The BET+ cable network recently started airing a First Wives Club show adapted from both the 1996 movie of the same title and, ostensibly, the novel from which that movie itself adapted. This story has less to do with First Wives Club itself, however, and more to do with the three actresses who starred in the 1996 movie together: Diane Keaton, Goldie Hawn, and Bette Midler. As that movie nears its 25th anniversary (next year in 2021), its three leading ladies are now preparing to co-star in another comedy together. The movie will be called Family Jewels, and it’s described as a multigenerational holiday comedy about three women who are forced to spend the holidays together after the death of the man to whom all three women were once married. The “multigenerational” part hints at a larger ensemble cast, but no other cast members, or the actor who will play their recently deceased ex-husband, have been announced yet.

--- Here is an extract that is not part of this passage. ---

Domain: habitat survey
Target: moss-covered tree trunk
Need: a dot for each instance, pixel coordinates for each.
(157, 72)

Some animated kids shows are able to appeal to adults as well (SpongeBob SquarePants), and others bridge both audiences over time (Dora the Explorer did this, arguably), but then there are shows that seem to pretty much remain “kids shows.” One that seems like it’s still solidly in the “just for kids” category (after seven seasons) is Nickelodeon’s PAW Patrol. The show centers on a young boy who teams up with a variety of different dogs (some of whom can fly or have other cyborg parts) for a wide range of different rescue-related adventures. Paramount and Nickelodeon are now developing a CGI-animated feature-length Paw Patrol: The Movie, which is being scheduled for release sometime in August of 2021. The only other movie currently scheduled for that month is James Gunn’s The Suicide Squad (8/6/2021). PAW Patrol: The Movie will be directed by Cal Brunker, whose previous animated features include The Nut Job 2: Nutty by Nature (Rotten at 14%), Escape from Planet Earth (Rotten at 35%), and Arctic Dogs (Rotten at 13%).
The review embargo for this week’s horror sequel Brahms: The Boy II wasn’t lifted until today, and the film’s Rotten Tomatometer score might offer a hint as to why. Getting ahead of the film’s release, director William Brent Bell was able to get two other projects in the news this week before the reviews hit. The higher profile project is another follow up to a horror movie from a few years ago, except that this one is a prequel, and the movie it’s following is far longer ago than 2015’s The Boy. Bell will next direct Esther, which will be a prequel to the 2009 horror film Orphan (Rotten at 56%). That role will almost certainly have to be recast, because Isabelle Fuhrmann, who played Esther in Orphan, is now 22 years old, and unlikely to pull off playing a nine-year-old girl again (especially in a prequel). Filming of Esther is expected to start in the third quarter of 2020, which means it will probably be released sometime in 2021. William Brent Bell is also attached to direct Lord of Misrule, which is described as being a contemporary “folk horror” film in the style of Midsommar or The Wicker Man.